The image of France, Jews, and Blacks in the German cartoon (1923-1944)
The press cartoon is a reliable source for the historian. The German caricature is an essential support for understanding the rise and victory of Nazism. It refers directly to the sources of trauma li, made in 1918. In 1923, with the occupation of the Ruhr by French troops, anti-French and anti-Cold hatred reached a climax. The images produced in the interwar period played a role in the spread of a racist and anti-Semitic culture that could influence people’s minds: the Shoah. By Jo l Kotek, historian, my research fellow, the Free University of Brussels.
Sunday, 29 March 2009
Philosophical meeting, 3:30 pm
Walter Benjamin
The thought and the fate of Walter Benjamin are in a way situated, the gold of the Shoah. His suicide: the autumn of 1940 marks the end of a Crivain that cannot be classified, whose work is largely built up in the analysis of the symptoms of a new vision of the world that he does not cease to fear and to reject.

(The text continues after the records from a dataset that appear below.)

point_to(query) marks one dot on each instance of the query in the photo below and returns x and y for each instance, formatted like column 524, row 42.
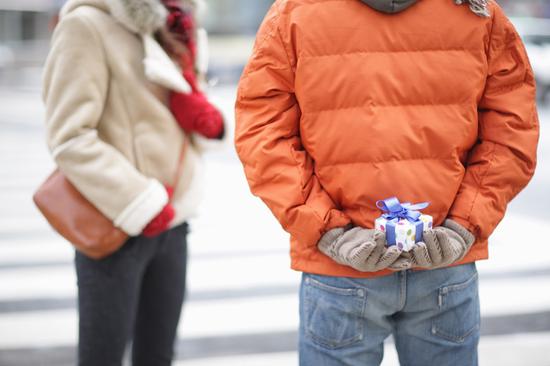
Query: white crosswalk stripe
column 241, row 291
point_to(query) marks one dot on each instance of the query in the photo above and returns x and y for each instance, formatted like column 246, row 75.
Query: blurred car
column 535, row 33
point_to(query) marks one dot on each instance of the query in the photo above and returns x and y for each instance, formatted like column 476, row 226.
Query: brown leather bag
column 77, row 220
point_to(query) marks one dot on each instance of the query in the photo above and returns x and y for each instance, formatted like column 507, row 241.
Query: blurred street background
column 242, row 304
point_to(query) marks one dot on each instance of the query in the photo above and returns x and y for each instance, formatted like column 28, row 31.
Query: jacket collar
column 139, row 16
column 390, row 6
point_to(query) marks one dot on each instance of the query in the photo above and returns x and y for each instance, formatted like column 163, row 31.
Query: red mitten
column 162, row 221
column 195, row 113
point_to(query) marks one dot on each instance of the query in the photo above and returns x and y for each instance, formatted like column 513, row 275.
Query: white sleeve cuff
column 148, row 204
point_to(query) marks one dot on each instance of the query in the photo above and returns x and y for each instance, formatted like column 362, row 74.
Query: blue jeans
column 432, row 315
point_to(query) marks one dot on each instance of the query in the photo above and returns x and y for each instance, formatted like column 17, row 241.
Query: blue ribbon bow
column 396, row 210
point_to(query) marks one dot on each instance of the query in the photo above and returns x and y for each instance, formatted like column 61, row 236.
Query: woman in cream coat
column 108, row 85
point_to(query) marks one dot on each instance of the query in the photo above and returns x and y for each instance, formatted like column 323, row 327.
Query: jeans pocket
column 333, row 315
column 458, row 311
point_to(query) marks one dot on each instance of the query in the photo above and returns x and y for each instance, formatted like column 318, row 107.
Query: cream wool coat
column 108, row 127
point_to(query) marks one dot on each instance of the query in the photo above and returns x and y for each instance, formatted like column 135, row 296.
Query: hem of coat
column 142, row 209
column 320, row 264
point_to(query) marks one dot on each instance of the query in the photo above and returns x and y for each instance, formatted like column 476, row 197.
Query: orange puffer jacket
column 341, row 105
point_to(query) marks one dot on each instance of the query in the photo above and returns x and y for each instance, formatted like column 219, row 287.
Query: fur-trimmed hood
column 139, row 16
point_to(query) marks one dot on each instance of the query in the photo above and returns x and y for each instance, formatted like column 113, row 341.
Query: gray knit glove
column 362, row 249
column 441, row 247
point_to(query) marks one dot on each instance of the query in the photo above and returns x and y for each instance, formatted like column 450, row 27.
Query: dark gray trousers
column 134, row 295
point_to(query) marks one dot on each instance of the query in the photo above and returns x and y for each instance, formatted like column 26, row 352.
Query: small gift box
column 402, row 222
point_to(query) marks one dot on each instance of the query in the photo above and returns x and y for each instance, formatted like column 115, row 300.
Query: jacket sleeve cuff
column 148, row 204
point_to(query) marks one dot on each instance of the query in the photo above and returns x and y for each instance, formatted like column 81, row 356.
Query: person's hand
column 162, row 221
column 364, row 250
column 441, row 247
column 194, row 113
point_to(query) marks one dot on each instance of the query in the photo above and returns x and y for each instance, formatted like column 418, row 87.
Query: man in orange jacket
column 347, row 102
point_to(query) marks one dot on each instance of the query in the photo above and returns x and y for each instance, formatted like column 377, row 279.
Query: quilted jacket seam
column 384, row 161
column 384, row 106
column 468, row 50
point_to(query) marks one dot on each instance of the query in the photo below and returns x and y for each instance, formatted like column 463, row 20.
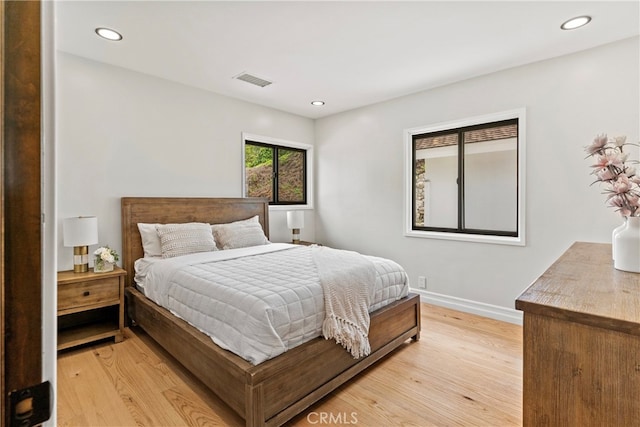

Philosopher with Walter Benjamin, it’s both sifting through the same thing that fascism organized itself into, and also taking steps to do so in fields as diverse as politics, history, or economics.
In the presence of Michael L wy, sociologist, philosopher, research director at the CNRS and teacher, the EHESS, Philippe Simay, philosopher, program director at the Coll ge International de philosophie, Paris, Irving Wohlfarth, professor of German literature at the University of Reims.
Anim e by Vanessa Nurock, philosopher, researcher at the CEA.
Information and registration on www.memorialdelashoah.org.